Aaron, I understand your point about using the Windows one-time initialization, however I'm really not the best candidate to write Windows specific code. I am much more familiar with basic threading constructs like MemFence and CompareAndSwap than Win32 APIs. Could you provide and test a Windows one-time init solution?

The one time initialization APIs were added in Vista, and I don't know if we've dropped support for XP or not yet. Certainly Microsoft has. =/

I suspect that the fence and CAS implementation has subtle issues, but I'm not a C++ memory model expert. David Majnemer has a better understanding, and he said there are issues.

When I pointed him at this, he told me the template interface I recommended was a bad idea. Maybe having llvm::once_flag and llvm::call_once that alias the std:: variants when available is the way to go. WDYT?

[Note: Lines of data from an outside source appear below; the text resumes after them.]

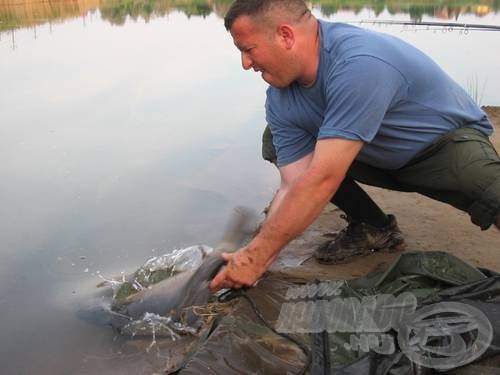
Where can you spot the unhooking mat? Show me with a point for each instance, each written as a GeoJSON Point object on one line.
{"type": "Point", "coordinates": [429, 312]}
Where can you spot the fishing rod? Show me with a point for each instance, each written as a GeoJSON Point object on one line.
{"type": "Point", "coordinates": [449, 25]}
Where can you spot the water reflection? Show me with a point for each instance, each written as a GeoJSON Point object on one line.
{"type": "Point", "coordinates": [119, 143]}
{"type": "Point", "coordinates": [14, 15]}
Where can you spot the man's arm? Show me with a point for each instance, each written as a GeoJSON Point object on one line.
{"type": "Point", "coordinates": [297, 206]}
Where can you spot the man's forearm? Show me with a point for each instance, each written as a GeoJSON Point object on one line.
{"type": "Point", "coordinates": [291, 212]}
{"type": "Point", "coordinates": [296, 207]}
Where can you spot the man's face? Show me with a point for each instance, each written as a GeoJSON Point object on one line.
{"type": "Point", "coordinates": [262, 50]}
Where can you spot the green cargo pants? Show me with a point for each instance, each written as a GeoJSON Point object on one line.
{"type": "Point", "coordinates": [461, 168]}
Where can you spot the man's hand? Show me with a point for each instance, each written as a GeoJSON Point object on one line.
{"type": "Point", "coordinates": [243, 268]}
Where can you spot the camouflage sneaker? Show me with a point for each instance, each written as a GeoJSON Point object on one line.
{"type": "Point", "coordinates": [360, 239]}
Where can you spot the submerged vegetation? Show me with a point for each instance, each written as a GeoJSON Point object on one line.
{"type": "Point", "coordinates": [16, 14]}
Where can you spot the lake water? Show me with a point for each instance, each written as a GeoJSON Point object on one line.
{"type": "Point", "coordinates": [128, 130]}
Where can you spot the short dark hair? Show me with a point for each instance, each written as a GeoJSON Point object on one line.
{"type": "Point", "coordinates": [259, 7]}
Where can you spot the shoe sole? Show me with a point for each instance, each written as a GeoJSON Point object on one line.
{"type": "Point", "coordinates": [399, 247]}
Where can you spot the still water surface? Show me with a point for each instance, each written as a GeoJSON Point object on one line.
{"type": "Point", "coordinates": [126, 132]}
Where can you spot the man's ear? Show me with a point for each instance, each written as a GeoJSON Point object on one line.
{"type": "Point", "coordinates": [286, 35]}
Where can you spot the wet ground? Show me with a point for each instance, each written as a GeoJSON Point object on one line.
{"type": "Point", "coordinates": [427, 225]}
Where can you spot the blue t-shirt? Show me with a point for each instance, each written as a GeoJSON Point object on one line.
{"type": "Point", "coordinates": [371, 87]}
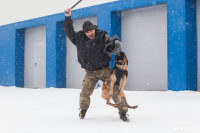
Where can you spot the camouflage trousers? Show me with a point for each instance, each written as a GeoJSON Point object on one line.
{"type": "Point", "coordinates": [89, 83]}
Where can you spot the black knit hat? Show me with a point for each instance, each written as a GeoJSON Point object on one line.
{"type": "Point", "coordinates": [88, 26]}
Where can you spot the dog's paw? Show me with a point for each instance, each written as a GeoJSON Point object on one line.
{"type": "Point", "coordinates": [110, 94]}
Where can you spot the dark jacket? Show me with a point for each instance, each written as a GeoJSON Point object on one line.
{"type": "Point", "coordinates": [90, 53]}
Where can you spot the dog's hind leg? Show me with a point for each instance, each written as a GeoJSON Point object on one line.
{"type": "Point", "coordinates": [112, 81]}
{"type": "Point", "coordinates": [122, 85]}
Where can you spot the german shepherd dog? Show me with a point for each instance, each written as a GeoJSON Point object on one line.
{"type": "Point", "coordinates": [118, 76]}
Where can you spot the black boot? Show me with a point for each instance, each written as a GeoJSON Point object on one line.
{"type": "Point", "coordinates": [123, 117]}
{"type": "Point", "coordinates": [82, 113]}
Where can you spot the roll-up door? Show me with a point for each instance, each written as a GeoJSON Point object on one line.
{"type": "Point", "coordinates": [35, 57]}
{"type": "Point", "coordinates": [144, 35]}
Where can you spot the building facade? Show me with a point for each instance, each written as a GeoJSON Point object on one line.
{"type": "Point", "coordinates": [160, 37]}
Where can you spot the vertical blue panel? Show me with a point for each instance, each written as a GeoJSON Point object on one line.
{"type": "Point", "coordinates": [60, 56]}
{"type": "Point", "coordinates": [19, 62]}
{"type": "Point", "coordinates": [7, 56]}
{"type": "Point", "coordinates": [51, 54]}
{"type": "Point", "coordinates": [191, 44]}
{"type": "Point", "coordinates": [180, 69]}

I can re-work this to be an alias of call_once when available. I think in the absence of call_once the hand rolled solution should be sufficient. I'm curious what David thinks the issues with the hand rolled implementation are. I'm pretty good WRT lock-free multi-threading, and I don't spot anything. Also, since we're using pretty much that same code in pass initialization, if there are issues we should identify and solve them.

I would instead recommend we do something along the lines of:

#include <atomic>
#include <thread>

enum InitStatus {
  Done = -1,
  Uninitialized = 0,
  Wait = 1
};

void call_once(std::atomic<InitStatus> &Initialized, void (*fptr)(void)) {
  InitStatus Status = Initialized.load(std::memory_order_relaxed);
  for (;;) {
    // Figure out which state we are in.
    if (Status == Done) {
      // We are at Done, no further transitions are possible.
      // This acquire fence pairs with the release fense below.
      std::atomic_thread_fence(std::memory_order_acquire);
      return;
    }
    if (Status == Wait) {
      // We are waiting for a Wait -> Done transition.
      std::this_thread::yield();
      // Reload status.
      Status = Initialized.load(std::memory_order_relaxed);
      continue;
    }
    // Attempt an Uninitialized -> Wait transition.
    // If we succeed, perform initialization.
    // If we do not, Status will be updated with our new state.
    Status = Uninitialized;
    bool ShouldInit = std::atomic_compare_exchange_weak_explicit(
        &Initialized, &Status, Wait, std::memory_order_relaxed,
        std::memory_order_relaxed);
    if (ShouldInit) {
      (*fptr)();
      std::atomic_thread_fence(std::memory_order_release);
      Initialized.store(Done, std::memory_order_relaxed);
    }
  }
}

This approach ends up with no fences in the actual assembly with either GCC or clang when targeting X86-64. It has the additional benefit of not dirtying any cache lines if initialization has occurred long before.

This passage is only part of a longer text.